I am getting a wii & wii fit for xmas and the biggest loser game, cant wait! BRING IT ON

good luck girls we can do this :happydance:

xxx


----------



## xCorkettex

Im still stalking this thread :) i can't wait to start counting the calories, but i really really can't wait to fit back into my old jeans :D


----------



## Pinkee

I've seen that a few times on this forum, what is a stone?

I'm looking forward to start the diet! I will be weighing in every Friday morning and checking my measurements every other week.

I'm way excited!


----------



## Dizzy321

A stone is 14lbs :) I am very excited!
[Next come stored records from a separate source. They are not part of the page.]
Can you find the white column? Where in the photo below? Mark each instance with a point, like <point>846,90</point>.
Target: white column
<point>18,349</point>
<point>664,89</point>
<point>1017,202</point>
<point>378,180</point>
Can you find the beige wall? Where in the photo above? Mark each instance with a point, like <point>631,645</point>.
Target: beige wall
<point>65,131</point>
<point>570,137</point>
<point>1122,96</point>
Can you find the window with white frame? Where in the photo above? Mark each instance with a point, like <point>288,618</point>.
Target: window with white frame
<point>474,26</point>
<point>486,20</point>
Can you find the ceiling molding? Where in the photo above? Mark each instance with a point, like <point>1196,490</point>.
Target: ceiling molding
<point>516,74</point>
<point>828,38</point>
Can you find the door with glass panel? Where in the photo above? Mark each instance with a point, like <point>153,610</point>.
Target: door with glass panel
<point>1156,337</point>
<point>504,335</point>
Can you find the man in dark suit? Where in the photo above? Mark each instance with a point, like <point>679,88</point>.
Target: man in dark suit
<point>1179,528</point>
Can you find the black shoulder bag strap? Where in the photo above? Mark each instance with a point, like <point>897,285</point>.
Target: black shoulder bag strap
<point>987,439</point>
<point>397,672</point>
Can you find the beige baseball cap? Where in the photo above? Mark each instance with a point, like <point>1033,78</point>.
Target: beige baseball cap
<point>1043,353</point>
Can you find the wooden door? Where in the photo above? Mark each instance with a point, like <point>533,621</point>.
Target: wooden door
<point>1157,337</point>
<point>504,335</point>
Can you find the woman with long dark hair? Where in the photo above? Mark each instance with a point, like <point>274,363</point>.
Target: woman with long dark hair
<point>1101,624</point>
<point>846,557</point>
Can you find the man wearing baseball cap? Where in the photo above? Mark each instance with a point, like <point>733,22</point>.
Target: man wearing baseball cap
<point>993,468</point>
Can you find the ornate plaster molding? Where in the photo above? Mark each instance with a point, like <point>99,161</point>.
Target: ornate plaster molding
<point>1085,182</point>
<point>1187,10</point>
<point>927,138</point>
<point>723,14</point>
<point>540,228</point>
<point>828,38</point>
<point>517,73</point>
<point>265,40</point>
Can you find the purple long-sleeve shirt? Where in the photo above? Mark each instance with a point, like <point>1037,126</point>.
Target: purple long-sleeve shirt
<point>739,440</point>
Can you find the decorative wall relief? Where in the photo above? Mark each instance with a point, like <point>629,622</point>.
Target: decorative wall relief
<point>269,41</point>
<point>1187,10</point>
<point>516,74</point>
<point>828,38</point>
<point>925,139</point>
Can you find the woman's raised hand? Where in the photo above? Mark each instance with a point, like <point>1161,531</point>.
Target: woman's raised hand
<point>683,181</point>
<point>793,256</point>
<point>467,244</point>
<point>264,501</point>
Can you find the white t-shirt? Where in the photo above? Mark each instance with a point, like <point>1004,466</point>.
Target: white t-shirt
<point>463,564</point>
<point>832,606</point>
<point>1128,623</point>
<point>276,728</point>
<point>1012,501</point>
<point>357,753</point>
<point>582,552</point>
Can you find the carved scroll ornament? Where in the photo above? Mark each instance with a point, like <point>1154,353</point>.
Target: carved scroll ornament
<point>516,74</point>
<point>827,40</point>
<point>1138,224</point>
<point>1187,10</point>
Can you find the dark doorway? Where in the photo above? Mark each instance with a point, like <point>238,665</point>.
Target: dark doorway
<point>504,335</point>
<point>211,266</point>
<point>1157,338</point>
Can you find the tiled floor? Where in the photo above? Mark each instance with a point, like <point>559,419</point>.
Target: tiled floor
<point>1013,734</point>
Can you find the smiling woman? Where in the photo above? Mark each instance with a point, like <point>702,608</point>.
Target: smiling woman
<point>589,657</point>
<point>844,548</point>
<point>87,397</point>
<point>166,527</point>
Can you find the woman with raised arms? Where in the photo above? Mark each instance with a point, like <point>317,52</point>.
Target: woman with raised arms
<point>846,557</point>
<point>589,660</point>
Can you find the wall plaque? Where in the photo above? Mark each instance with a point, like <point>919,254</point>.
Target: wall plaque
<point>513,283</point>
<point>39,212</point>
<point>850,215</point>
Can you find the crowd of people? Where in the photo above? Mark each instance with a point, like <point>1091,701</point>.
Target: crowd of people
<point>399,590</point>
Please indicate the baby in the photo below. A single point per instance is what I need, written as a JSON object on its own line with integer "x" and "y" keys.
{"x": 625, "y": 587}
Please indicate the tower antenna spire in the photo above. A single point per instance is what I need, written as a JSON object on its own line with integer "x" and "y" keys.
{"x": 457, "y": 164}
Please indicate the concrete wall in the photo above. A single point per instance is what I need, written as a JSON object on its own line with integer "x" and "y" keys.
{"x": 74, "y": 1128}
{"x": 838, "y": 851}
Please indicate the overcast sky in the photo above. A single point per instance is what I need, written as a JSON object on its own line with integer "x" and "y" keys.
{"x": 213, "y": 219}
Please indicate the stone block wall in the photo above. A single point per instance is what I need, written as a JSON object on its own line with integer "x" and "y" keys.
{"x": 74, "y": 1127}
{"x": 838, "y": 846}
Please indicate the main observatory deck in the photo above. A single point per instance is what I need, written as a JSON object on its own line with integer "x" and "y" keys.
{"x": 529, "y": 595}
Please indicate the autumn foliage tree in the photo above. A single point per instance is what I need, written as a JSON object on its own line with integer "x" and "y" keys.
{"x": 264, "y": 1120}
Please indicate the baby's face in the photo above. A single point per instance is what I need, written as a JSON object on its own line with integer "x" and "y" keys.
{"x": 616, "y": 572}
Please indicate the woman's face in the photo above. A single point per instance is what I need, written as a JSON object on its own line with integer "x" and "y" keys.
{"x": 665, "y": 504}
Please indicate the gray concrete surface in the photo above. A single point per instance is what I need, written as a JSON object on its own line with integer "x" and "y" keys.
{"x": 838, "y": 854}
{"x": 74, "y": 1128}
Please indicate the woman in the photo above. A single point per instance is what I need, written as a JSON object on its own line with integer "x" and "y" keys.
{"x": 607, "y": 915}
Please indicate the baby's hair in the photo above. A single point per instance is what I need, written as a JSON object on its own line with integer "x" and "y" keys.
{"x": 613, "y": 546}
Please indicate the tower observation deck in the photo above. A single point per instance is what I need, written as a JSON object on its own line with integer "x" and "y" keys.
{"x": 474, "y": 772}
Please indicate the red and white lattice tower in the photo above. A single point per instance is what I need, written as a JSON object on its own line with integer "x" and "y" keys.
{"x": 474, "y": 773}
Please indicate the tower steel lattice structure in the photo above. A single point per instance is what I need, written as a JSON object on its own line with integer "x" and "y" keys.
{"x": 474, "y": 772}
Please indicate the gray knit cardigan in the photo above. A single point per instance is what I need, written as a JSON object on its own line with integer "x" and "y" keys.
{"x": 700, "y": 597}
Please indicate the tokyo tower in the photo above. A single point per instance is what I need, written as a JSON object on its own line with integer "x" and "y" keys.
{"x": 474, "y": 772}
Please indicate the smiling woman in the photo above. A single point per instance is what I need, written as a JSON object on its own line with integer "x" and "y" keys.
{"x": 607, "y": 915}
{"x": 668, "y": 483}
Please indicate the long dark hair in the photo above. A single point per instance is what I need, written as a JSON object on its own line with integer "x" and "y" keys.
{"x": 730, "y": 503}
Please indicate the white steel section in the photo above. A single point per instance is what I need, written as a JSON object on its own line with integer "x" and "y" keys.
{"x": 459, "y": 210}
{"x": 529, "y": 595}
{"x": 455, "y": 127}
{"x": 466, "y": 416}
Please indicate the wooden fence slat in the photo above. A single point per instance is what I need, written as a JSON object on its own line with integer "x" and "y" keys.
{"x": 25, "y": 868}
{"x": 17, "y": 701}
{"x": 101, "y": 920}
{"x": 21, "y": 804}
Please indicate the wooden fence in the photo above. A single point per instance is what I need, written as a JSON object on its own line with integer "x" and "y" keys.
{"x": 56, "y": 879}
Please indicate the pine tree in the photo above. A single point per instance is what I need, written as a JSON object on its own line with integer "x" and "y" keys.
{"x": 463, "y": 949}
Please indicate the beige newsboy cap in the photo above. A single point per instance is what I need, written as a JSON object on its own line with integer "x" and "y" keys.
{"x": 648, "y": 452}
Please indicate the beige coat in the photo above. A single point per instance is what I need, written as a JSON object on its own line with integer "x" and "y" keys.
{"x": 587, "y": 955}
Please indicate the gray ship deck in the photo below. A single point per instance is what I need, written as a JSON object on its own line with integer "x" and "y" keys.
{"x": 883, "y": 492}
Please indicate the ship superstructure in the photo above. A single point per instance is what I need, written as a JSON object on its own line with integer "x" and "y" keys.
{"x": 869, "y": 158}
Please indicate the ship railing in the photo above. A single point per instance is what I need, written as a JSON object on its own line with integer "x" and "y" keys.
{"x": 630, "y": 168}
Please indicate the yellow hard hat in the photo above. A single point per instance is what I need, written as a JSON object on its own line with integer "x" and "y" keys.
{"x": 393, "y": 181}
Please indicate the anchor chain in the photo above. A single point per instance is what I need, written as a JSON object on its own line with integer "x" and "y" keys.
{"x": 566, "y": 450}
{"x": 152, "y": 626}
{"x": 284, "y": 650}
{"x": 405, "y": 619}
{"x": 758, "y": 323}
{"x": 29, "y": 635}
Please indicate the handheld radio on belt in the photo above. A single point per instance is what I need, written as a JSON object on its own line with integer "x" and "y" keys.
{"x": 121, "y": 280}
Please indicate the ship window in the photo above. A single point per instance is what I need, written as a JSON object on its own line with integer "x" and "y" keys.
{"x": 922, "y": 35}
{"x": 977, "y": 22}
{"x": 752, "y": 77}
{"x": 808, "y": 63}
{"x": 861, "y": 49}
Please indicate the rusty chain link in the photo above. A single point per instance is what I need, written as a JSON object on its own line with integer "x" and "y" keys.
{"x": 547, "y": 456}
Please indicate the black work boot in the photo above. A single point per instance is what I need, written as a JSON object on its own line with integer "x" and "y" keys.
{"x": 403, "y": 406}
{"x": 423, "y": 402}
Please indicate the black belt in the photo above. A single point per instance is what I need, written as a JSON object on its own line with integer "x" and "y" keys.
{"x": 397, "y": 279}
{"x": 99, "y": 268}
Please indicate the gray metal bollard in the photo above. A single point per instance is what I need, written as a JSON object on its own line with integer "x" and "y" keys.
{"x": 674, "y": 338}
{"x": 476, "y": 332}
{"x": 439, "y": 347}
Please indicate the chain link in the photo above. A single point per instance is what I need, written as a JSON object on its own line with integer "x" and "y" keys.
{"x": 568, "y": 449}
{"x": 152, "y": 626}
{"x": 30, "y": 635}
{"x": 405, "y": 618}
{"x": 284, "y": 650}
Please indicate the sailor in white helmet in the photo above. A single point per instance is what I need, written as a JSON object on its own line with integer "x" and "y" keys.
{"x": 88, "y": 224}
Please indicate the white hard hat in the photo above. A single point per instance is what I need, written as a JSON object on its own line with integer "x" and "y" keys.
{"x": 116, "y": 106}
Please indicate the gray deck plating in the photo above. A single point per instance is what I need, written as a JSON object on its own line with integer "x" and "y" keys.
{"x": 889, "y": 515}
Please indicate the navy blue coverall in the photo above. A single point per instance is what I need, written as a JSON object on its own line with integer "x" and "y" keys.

I have been doing this a year, bring on 2011 :yipee:


----------



## MummyToAmberx

youve got an amazing drive paula & u know it.

roll on new year!


----------



## Dizzy321

MummyToAmberx said:


> youve got an amazing drive paula & u know it.
> 
> roll on new year!

:happydance: ROLL ON NEW YEAR! you will be done soon wont you Leanne? x


----------



## MummyToAmberx

paula85 said:


> MummyToAmberx said:
> 
> 
> youve got an amazing drive paula & u know it.
> 
> roll on new year!
> 
> :happydance: ROLL ON NEW YEAR! you will be done soon wont you Leanne? xClick to expand...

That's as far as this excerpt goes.